Article de Páll Þórðarson : chimiste et professeur à l'université de Sydney en Australie, chercheur dans le domaine de la chimie bio-mimétique en particulier en nanomédecine et en chimie supramoléculaire et biophysique.
(Surnom : Palli Thordarson se traduirait en français par Paul Fils-de-Thor)
Publié le 6 mars 2020 à 05h00 sur facebook.
Traduit de l'islandais par Spyrale

Pourquoi le savon fonctionne si bien pour contrer les virus coronaux (et la plupart des autres virus)?

Parce que ce virus est une nanoparticule auto-assemblée dont le plus faible maillon est sa membrane lipidique double (enveloppe grasse). Voir le schéma ci-joint du manuel de biologie. Le savon dissout la membrane lipidique et le virus se désagrège et s'effondre comme un château de cartes puis devient inactif. Il « meurt », si l'on s'imagine qu'un virus est vivant.
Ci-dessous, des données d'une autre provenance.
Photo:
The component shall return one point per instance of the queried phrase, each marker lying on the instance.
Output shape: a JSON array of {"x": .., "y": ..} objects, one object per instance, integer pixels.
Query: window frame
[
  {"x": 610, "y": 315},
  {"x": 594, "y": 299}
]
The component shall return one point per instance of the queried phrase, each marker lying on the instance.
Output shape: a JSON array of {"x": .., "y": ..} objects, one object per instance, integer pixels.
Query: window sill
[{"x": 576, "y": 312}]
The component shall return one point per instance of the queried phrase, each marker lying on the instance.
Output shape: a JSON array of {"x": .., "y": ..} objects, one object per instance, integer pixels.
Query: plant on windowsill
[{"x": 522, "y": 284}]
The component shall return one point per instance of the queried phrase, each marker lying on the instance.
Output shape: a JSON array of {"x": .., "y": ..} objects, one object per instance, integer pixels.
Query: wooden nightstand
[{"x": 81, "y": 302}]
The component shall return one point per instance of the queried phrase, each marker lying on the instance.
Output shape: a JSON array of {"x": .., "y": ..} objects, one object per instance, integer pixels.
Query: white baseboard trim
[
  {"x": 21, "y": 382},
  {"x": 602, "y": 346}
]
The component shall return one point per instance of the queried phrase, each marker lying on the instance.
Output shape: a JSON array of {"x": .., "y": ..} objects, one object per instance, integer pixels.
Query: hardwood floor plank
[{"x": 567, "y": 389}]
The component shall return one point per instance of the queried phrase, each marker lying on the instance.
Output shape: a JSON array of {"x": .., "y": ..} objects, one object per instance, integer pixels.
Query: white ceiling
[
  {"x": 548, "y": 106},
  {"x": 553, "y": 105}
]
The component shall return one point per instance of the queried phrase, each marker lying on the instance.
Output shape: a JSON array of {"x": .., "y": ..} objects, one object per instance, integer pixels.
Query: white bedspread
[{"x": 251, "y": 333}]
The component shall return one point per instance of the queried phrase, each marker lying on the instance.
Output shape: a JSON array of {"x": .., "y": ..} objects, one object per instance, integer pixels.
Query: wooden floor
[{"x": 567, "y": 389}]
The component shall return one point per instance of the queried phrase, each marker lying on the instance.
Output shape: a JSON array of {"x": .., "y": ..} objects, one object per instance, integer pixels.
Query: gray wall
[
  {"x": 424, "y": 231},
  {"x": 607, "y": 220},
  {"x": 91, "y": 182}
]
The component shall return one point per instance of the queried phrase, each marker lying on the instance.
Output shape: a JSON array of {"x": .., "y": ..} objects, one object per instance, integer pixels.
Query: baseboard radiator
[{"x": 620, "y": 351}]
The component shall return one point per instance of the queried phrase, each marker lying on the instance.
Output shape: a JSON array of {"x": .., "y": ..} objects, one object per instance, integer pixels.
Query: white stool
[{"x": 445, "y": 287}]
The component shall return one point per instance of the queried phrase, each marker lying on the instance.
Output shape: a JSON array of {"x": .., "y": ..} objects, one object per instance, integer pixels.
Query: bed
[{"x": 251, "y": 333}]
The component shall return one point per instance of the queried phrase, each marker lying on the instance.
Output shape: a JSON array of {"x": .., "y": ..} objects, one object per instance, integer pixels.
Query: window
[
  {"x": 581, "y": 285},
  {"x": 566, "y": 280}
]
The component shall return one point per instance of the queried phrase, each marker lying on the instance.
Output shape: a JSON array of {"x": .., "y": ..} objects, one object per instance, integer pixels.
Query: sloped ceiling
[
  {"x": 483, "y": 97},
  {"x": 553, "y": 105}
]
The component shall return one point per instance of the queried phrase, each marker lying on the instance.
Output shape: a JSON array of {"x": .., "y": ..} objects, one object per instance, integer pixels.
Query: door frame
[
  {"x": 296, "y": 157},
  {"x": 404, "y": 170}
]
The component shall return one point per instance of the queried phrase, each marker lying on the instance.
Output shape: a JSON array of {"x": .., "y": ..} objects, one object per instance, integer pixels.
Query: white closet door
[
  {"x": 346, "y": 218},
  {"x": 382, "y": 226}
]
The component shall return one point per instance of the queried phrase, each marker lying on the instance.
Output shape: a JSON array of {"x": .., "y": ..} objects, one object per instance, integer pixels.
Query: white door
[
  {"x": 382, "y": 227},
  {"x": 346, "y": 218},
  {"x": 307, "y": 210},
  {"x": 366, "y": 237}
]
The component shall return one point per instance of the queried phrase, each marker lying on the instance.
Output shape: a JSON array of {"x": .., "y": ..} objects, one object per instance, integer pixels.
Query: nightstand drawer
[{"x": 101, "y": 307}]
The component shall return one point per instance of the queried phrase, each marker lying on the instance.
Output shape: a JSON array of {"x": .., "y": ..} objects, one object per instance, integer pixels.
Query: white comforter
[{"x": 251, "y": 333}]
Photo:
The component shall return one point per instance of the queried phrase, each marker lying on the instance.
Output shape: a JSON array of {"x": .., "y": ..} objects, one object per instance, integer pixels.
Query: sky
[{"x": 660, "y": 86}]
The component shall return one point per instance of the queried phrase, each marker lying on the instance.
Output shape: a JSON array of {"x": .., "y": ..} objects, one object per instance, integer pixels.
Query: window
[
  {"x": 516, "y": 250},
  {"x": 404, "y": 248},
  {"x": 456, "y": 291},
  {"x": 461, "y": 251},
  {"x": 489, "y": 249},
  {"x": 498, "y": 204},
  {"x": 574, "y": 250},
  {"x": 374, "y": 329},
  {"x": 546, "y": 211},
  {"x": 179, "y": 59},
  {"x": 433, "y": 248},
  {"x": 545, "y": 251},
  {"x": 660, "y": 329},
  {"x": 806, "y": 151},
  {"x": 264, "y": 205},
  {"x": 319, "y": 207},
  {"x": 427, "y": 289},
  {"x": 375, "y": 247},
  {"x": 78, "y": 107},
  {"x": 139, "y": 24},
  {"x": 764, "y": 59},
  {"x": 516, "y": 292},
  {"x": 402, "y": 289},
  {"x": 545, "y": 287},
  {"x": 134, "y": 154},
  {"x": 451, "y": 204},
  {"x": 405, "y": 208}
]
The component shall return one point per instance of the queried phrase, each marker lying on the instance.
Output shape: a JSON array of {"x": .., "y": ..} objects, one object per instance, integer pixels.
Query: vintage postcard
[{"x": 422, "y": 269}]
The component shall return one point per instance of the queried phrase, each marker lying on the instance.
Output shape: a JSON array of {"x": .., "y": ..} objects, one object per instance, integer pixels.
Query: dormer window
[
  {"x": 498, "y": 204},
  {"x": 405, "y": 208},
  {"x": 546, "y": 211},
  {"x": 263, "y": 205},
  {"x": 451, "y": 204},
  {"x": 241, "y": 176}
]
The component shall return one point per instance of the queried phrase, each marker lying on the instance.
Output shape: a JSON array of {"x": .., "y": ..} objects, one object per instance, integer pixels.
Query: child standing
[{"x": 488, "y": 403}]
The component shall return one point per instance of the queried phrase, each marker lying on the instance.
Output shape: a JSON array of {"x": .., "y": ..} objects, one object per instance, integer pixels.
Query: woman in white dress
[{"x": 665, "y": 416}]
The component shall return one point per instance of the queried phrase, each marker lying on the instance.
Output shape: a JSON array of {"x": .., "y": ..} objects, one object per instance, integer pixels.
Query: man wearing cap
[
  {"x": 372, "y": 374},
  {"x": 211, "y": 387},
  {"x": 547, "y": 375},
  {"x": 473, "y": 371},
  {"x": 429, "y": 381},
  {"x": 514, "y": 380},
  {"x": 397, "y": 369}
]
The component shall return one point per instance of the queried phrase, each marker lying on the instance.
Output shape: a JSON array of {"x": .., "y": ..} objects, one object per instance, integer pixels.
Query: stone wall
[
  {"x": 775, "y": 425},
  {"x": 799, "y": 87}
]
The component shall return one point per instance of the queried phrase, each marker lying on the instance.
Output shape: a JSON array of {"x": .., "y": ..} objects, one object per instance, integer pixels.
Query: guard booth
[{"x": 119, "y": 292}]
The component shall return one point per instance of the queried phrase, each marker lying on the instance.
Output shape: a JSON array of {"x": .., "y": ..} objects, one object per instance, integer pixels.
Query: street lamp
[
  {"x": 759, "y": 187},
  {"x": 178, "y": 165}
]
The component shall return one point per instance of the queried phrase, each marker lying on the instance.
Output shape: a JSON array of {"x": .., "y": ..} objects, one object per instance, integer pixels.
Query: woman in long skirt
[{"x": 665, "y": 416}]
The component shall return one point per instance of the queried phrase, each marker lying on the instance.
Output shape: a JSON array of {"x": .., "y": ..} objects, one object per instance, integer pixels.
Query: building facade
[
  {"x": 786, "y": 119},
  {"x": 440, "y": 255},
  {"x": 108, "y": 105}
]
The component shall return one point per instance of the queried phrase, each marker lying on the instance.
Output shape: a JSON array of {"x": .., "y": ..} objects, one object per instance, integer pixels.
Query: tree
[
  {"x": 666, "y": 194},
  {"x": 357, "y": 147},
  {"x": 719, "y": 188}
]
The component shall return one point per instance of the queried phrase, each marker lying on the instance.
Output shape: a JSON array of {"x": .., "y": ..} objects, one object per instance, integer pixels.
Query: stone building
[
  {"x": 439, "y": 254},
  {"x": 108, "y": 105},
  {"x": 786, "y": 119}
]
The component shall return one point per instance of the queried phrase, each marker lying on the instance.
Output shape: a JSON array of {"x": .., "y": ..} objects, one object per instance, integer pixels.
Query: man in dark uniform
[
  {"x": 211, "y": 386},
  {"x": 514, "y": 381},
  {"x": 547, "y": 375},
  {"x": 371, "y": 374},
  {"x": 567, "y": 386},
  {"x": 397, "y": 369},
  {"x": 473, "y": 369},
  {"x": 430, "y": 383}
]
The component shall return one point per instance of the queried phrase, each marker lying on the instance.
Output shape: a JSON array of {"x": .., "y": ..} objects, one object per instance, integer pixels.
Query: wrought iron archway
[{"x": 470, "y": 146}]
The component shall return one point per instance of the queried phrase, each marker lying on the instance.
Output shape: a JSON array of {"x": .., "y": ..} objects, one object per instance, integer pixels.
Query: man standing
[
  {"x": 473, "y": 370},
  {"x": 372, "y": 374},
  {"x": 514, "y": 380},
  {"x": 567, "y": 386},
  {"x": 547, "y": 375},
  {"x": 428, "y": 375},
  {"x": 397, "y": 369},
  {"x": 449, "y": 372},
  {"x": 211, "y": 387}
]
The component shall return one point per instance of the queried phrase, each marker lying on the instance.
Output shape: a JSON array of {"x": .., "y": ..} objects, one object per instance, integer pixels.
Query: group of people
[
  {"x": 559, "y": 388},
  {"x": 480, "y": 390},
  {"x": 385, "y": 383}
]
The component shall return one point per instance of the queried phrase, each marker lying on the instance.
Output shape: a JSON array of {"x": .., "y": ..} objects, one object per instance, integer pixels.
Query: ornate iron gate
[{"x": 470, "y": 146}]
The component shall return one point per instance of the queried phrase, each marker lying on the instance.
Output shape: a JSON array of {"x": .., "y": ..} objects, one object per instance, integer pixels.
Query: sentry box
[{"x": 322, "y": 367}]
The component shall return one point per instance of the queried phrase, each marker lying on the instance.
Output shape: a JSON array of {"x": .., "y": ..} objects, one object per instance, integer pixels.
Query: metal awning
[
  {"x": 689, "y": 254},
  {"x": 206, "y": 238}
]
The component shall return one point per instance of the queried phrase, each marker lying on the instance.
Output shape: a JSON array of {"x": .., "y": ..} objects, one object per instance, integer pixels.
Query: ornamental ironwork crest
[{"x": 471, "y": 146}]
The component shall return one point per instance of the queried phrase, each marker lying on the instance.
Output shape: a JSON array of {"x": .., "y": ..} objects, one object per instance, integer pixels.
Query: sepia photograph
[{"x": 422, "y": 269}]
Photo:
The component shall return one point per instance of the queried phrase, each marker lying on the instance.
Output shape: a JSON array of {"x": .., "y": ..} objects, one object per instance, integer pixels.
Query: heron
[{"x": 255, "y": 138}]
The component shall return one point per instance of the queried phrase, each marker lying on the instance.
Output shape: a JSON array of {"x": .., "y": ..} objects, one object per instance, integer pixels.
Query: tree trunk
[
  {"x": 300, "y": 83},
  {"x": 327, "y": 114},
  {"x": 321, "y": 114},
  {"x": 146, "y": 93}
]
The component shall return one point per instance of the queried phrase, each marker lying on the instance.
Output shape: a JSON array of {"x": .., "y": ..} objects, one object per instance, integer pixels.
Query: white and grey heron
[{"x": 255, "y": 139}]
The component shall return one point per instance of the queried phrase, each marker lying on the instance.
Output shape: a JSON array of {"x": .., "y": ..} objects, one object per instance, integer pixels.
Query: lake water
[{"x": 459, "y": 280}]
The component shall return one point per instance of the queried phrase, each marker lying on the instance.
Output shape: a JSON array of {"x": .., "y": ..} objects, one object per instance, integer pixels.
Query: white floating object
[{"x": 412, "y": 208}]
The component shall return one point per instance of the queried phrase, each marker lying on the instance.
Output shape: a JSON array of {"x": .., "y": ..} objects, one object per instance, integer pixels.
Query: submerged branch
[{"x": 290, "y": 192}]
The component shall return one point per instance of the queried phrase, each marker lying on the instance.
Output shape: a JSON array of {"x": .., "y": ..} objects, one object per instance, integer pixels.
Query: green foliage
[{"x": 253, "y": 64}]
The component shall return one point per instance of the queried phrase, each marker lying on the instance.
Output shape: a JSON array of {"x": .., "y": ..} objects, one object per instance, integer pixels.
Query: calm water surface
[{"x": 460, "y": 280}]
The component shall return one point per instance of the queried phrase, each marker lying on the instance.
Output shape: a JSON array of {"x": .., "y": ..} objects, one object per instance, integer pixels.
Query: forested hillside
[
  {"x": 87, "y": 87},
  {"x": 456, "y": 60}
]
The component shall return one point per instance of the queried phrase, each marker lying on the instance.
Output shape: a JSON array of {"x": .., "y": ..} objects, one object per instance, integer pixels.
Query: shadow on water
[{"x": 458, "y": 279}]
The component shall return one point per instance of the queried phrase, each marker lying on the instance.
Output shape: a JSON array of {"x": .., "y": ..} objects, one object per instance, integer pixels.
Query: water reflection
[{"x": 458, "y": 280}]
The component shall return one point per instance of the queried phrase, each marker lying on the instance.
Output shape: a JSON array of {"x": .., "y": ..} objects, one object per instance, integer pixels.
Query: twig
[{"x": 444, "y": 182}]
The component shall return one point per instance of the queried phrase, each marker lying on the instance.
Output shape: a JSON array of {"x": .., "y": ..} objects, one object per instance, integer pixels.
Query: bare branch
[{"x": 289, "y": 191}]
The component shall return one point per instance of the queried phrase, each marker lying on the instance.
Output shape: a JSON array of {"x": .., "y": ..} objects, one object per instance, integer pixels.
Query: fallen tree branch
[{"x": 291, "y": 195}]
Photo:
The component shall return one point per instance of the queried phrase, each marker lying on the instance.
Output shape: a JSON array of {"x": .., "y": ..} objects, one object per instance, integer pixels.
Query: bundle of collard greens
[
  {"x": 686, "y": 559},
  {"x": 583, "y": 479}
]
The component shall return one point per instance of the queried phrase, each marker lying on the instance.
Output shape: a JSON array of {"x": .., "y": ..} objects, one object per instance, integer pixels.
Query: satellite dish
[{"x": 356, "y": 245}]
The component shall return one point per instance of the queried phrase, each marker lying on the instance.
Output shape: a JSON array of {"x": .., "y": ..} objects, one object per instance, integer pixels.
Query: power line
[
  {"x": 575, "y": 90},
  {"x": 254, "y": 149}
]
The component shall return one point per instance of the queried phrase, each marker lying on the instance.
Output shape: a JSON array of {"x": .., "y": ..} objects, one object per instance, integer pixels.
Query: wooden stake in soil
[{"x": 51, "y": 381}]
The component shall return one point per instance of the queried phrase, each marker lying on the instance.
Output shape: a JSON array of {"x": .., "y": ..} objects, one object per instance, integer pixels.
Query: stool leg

Alors, j'utiliserai plutôt les termes « actif » et « inactif » comme lorsque des toxines sont impliquées (ce n'est pas vraiment similaire en fin de compte !).

Les désinfectants alcoolisés, les liquides ou les gels à mains qui contiennent de l'alcool, donnent des résultats similaires mais ne sont pas aussi efficaces que du savon régulier pour rendre les virus inactifs. Les savons antibactériens et les gels fonctionnent seulement à cause du « savon » qu'ils contiennent. Les substances bactéricides qu'ils contiennent n'affectent probablement pas les virus. Par conséquent, en réalité ce sont seulement des versions très dispendieuses de savon.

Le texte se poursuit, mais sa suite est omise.